7 days later I received a call from the surgery asking me to go and see the Dr. regarding my x-ray results.  The Dr. showed me the x-ray and pointed to a shadow that had shown up and said that it needed further investigation.  He put a referral into the Chest Clinic and said that I should have an appointment in about 2 to 3 weeks.  This was scary, my head full of questions that had no answer;

Is it Cancer?

What will be needed; surgery, chemotherapy, radiography, medication?

Am I going to survive?

The wait for a chest clinic appointment was not 2 to 3 weeks, the next morning I had a call as I arrived in work;

Mr. Viner, the Dr has seen your referral and wants to see you this morning.  Can you come in?

This was much faster than I had ever thought and those questions were racing round my mind ten times louder and ten times scarier.  I called my parents and my girlfriend (now my wife!) and shared what was going on and went to the clinic.  The Dr. saw me and decided to refer me to a Thoracic Surgeon who saw me the next week and this was where the “Tumour” word was first used. He decided to take a Biopsy to determine what the Tumour was, I was not expecting the pain from the Biopsy being taken but it was like being shot twice in the back and from that moment forward I have suffered with pain in my back every day.

I remember having scan after scan; x-ray, MRI & CT, needle after needle in my veins and 6 weeks after the Dr’s appointment I went into hospital for Thoracic Surgery to remove the tumour.

When I came round, post surgery, I was not expecting to be on an Intensive Care Unit with; a tube down my throat breathing for me, machines all around me bleeping away and all manner of wires and needles going in and out of my veins.

“Scary.com”

The surgery had not gone well.

Because of the location of the tumour (which I had named ‘Gary’ for some reason) the surgery required the medical staff to collapse my left lung.  However, in theatre fluid in my body started to land on my right lung and start to drown me.  The skilled surgeons took 30 minutes to locate and deal with this and meant the surgery took 3 hours rather than 2 and a half.  However, after being stitched up and whilst in recovery my blood pressure was worryingly low, indicating that I was bleeding internally.  So I was rushed back into theatre and after a further 2 and a half hours the bleed was found and dealt with, because of this I was put on the Intensive Care Ward as a matter of course.

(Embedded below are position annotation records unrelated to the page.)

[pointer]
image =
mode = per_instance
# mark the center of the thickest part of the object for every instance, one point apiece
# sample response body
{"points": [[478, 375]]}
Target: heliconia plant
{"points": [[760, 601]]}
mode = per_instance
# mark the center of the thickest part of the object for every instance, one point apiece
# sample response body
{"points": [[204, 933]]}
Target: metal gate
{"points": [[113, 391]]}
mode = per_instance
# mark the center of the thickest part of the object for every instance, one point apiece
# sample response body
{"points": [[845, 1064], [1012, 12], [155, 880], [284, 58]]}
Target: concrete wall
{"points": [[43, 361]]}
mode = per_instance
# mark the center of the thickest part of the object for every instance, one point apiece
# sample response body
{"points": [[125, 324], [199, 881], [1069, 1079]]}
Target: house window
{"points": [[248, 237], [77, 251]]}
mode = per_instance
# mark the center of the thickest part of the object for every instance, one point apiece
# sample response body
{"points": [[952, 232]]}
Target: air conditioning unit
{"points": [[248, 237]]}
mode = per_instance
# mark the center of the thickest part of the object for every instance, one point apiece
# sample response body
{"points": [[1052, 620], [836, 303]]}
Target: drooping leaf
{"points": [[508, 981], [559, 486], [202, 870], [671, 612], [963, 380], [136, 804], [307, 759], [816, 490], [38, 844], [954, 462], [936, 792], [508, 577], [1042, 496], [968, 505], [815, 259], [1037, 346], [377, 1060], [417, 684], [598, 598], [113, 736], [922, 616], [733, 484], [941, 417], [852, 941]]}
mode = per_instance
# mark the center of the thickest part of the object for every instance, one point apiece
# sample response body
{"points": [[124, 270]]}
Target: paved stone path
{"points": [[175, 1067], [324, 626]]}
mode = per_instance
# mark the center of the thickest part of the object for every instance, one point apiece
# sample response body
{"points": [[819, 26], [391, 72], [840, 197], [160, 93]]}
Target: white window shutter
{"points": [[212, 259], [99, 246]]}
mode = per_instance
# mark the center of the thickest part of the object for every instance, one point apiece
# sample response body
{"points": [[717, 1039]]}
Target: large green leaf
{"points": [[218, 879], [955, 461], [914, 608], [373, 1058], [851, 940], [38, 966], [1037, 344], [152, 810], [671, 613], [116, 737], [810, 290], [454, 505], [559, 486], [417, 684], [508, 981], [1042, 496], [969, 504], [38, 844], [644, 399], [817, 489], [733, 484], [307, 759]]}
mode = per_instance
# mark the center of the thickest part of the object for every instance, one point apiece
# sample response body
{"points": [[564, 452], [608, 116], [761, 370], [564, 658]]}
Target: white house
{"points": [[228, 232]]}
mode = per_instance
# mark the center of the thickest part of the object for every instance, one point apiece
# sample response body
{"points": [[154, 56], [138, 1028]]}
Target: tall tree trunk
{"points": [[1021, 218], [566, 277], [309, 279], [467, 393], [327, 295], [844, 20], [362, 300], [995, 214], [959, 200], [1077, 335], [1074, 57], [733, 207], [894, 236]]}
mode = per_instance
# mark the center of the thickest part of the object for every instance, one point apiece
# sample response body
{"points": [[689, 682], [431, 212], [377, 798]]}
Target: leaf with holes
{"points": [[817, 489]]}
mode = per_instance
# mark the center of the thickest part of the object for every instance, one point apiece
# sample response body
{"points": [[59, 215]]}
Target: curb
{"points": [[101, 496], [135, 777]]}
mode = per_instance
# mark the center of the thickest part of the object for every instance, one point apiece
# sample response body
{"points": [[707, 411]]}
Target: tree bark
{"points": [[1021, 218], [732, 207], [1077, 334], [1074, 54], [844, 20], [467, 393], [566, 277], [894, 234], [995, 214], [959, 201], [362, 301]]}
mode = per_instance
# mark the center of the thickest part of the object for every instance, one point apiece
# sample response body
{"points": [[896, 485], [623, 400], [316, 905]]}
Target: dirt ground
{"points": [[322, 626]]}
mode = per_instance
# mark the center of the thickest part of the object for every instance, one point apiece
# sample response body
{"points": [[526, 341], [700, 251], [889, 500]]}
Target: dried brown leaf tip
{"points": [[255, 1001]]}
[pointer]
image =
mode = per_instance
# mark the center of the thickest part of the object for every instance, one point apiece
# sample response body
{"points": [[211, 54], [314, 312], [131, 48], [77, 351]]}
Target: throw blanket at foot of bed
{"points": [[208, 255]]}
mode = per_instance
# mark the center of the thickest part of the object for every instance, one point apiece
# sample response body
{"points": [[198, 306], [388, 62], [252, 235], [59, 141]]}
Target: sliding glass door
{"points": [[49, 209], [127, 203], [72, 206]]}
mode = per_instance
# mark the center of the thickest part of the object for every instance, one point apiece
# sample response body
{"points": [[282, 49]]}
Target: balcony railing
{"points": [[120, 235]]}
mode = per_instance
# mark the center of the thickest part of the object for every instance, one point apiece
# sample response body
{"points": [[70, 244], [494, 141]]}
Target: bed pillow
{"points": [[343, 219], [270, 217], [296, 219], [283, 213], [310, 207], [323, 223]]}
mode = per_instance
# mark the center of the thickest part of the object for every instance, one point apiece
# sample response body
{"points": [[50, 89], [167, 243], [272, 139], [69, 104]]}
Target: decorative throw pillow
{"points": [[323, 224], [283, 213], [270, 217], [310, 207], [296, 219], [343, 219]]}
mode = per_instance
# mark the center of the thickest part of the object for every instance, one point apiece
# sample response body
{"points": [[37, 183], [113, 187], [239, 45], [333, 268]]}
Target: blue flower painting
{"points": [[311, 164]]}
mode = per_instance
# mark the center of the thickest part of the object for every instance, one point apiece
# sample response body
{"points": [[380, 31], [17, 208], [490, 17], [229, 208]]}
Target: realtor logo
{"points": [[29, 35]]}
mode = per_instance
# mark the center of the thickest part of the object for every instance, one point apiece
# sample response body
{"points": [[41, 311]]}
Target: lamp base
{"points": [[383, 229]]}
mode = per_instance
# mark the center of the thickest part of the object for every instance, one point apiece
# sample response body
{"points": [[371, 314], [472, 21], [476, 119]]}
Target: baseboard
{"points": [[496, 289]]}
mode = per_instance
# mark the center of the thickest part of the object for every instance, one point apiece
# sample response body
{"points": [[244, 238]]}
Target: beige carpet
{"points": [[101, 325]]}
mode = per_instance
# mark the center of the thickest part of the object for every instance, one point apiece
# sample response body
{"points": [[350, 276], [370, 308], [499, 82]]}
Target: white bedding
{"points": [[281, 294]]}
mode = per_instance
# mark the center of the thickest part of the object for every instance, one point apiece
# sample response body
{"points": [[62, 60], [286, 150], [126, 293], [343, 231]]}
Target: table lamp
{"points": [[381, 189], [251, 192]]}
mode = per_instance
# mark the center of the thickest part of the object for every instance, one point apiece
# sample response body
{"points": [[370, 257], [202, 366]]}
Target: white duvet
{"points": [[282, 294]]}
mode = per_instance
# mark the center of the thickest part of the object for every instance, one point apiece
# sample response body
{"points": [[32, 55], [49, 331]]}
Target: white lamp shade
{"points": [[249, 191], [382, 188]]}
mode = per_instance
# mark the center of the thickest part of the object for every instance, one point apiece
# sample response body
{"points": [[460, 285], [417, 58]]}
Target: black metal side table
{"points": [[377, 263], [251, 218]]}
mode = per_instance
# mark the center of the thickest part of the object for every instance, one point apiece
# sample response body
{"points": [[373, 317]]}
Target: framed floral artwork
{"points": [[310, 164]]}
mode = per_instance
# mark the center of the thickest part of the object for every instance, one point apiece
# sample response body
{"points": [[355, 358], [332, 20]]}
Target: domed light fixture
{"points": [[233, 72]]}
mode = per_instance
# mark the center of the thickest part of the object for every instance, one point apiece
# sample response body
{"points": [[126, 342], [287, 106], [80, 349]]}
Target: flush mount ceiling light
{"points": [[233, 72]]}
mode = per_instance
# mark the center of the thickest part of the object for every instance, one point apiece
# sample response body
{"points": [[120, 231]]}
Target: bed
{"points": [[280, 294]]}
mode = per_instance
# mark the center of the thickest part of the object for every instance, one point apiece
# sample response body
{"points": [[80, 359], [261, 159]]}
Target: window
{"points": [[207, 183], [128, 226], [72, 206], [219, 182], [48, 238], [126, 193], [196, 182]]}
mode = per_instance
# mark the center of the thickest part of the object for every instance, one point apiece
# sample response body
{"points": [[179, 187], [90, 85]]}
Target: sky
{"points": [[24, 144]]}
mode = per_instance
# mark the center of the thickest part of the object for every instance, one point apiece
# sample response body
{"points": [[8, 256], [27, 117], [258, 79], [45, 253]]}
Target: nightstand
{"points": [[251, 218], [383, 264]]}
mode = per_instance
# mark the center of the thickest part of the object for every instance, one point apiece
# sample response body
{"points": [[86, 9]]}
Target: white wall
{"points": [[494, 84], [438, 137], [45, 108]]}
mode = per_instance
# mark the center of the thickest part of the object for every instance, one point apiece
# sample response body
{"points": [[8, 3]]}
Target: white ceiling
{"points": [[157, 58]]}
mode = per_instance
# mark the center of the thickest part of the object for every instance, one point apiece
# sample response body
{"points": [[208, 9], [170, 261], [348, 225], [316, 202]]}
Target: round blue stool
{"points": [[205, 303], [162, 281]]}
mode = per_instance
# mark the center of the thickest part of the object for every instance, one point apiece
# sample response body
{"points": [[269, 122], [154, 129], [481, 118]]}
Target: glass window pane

I was on the Intensive Care Ward for 3 days before being moved to the High Dependancy Unit for a further 3 or 4 days before being moved onto the ‘normal’ ward I was expecting to be on.  Slowly the various wires became less and less and after 11 days I was released from the hospital to convalesce at home.

Not a pleasant experience, and dark days followed.  I will blog on those days as this week unfolds.